父は「まだらの驚異(Spotted Wonder)」と呼ばれた快速馬・ザテトラーク、母は牧場長のヘンリー・チャムリーが第一次世界大戦中(競走馬の値段が暴落していた)に1200ギニーで購入したレディジョセフィンで、短距離戦で活躍したサンドリッジの娘であった。
父と同じ芦毛にベンドア斑という特異な毛色だったが気性は安定しており、バランスの取れた馬体だった。
1922年
ドンカスターセールに出品された際は馬体の素晴らしさを絶賛された。ダービー伯爵の専属調教師として知られるジョージ・ラムトン師がアーガー・ハーン殿下の代理人としてセリに参加し、9100ギニーという当時のイギリス史上2番目の高額で落札。
ワットコム(バークシャー州)のリチャード・セシル・"ディック"・ドーソン調教師の厩舎に預けられ、ムガル帝国皇帝シャー・ジャハーンの皇妃ムムターズ・マハルから馬名が採られた。
1923年
4月、デビュー前調教で俊足ぶりを発揮し、「ワットコムに天才少女現る」と噂になった。
5月16日、ニューマーケット競馬場のスプリング2歳ステークス(芝5ハロン)でデビュー。馬なりのまま2着のストレイトレイス(翌年のオークス馬)に3馬身差をつけ、レース・レコードで1着。

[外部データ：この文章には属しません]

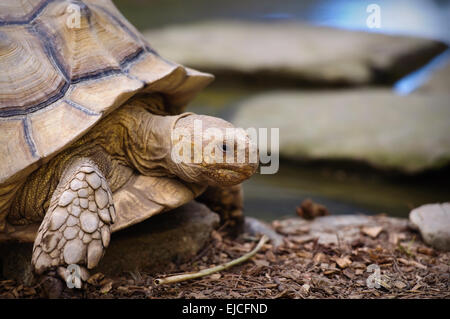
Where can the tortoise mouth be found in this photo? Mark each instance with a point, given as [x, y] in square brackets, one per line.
[226, 175]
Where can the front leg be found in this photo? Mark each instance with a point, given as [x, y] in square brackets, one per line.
[77, 226]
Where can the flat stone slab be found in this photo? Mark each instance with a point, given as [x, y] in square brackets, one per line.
[433, 222]
[292, 51]
[174, 236]
[405, 133]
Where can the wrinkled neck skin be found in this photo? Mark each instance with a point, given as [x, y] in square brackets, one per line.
[149, 147]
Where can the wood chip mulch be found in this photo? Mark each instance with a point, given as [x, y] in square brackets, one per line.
[407, 269]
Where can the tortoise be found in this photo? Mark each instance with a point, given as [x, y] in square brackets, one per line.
[87, 114]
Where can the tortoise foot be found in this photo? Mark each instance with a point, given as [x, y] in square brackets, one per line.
[54, 287]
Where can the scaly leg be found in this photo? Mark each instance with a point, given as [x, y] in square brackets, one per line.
[77, 226]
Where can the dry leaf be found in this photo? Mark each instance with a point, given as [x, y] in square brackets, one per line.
[215, 276]
[343, 262]
[372, 231]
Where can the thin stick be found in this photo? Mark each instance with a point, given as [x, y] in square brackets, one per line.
[212, 270]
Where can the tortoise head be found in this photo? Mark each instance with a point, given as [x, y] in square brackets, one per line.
[210, 150]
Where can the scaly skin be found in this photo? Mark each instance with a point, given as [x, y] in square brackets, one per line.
[72, 194]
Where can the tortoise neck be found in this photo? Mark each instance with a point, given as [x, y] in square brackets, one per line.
[148, 148]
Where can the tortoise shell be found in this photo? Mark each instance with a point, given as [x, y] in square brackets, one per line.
[64, 66]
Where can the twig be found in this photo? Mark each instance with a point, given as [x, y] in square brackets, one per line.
[212, 270]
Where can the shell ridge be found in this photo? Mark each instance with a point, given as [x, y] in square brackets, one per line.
[81, 108]
[32, 17]
[29, 137]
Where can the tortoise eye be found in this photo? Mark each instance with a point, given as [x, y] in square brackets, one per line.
[224, 148]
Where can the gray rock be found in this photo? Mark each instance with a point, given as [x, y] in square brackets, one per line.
[335, 229]
[292, 51]
[407, 133]
[438, 81]
[148, 246]
[433, 222]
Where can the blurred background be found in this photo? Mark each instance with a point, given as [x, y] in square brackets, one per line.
[359, 92]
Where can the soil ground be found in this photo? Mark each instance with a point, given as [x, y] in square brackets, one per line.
[297, 269]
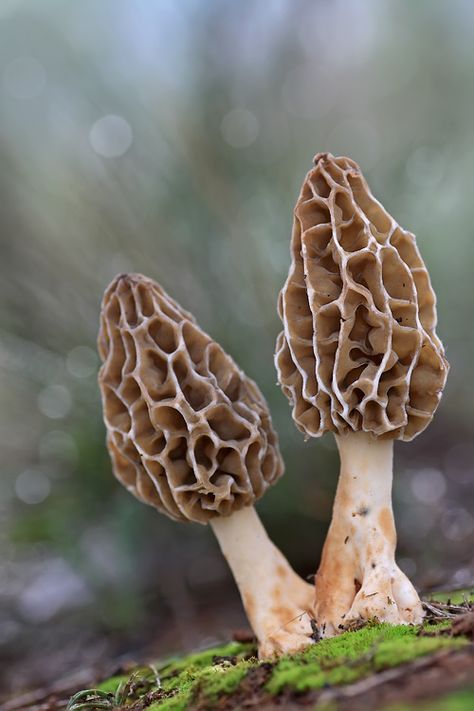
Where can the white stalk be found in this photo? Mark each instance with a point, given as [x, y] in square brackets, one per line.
[277, 601]
[358, 578]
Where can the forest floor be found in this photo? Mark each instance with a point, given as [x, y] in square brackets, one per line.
[378, 666]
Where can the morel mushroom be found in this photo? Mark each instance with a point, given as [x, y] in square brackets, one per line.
[359, 357]
[191, 435]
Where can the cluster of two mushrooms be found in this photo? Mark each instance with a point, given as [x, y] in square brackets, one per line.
[190, 434]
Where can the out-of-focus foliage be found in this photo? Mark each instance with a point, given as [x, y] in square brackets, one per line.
[171, 138]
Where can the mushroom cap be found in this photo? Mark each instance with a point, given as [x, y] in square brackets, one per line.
[359, 351]
[187, 431]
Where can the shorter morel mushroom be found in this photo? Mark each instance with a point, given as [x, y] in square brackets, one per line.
[191, 435]
[358, 356]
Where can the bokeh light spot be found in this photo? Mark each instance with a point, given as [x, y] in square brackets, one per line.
[111, 136]
[54, 401]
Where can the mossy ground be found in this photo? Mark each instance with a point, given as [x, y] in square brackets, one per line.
[206, 679]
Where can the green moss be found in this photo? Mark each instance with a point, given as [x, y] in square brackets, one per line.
[112, 684]
[353, 655]
[457, 597]
[198, 675]
[214, 673]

6月19日、アスコット競馬場のクイーンマリーステークスに出走。逃げを打ち、2着に10馬身差の1着。「フライング・フィリー(空飛ぶ牝馬)」のニックネームが付いた。
7月21日、サンダウン競馬場のナショナルブリーダーズプロデュースステークスに出走し1着。
8月3日、グッドウッド競馬場のモルコムステークスに出走し1着。
9月11日、ドンカスター競馬場のシャンペンステークスに出走し1着。
10月12日、ケンプトン競馬場のインペリアルプロデュースプレートに出走。重馬場が祟ってアーケードの2着に敗れた。休養に入る。
この年は6戦5勝で「牡馬を含めても史上最高の2歳馬」と評価された。
1924年
5月9日、ニューマーケット競馬場の1000ギニーステークスに出走。残り2ハロンで失速し、プラックの2着に敗れた。
6月18日、アスコット競馬場のコロネーションステークスに出走し、ストレイトレイスの5着に敗れた。マイルでも長過ぎると分かったため、短距離に専念する事となる。
7月30日、グッドウッド競馬場のキングジョージステークスに出走し1着。
8月26日、引退レースとなるヨーク競馬場のナンソープステークスに出走し1着。多くのファンから拍手で送られ競馬場を後にした。
1925年
アーガー・ハーン殿下所有のシェシューン牧場(アイルランド)で繁殖牝馬となる。
1931年
フランスに移動し、アーガー・ハーン殿下所有のマルラヴィル牧場(ノルマンディー)で繋養される。
1937年
最後の仔(9番仔)となるニザミが生まれた。
1939年
第二次世界大戦が勃発。
1940年
ドイツ軍がフランスに侵攻しフランスは降伏。マルラヴィル牧場もドイツ軍に接収された。牧場の馬たちはドイツに連れ去られたが、何故かムムタズマハルだけは留め置かれた。
1944年
6月、連合国軍がノルマンディーに上陸し(ノルマンディー上陸作戦)、ドイツ軍はフランスから追い出される。
1945年
2月、マルラヴィル牧場で死去(24歳)。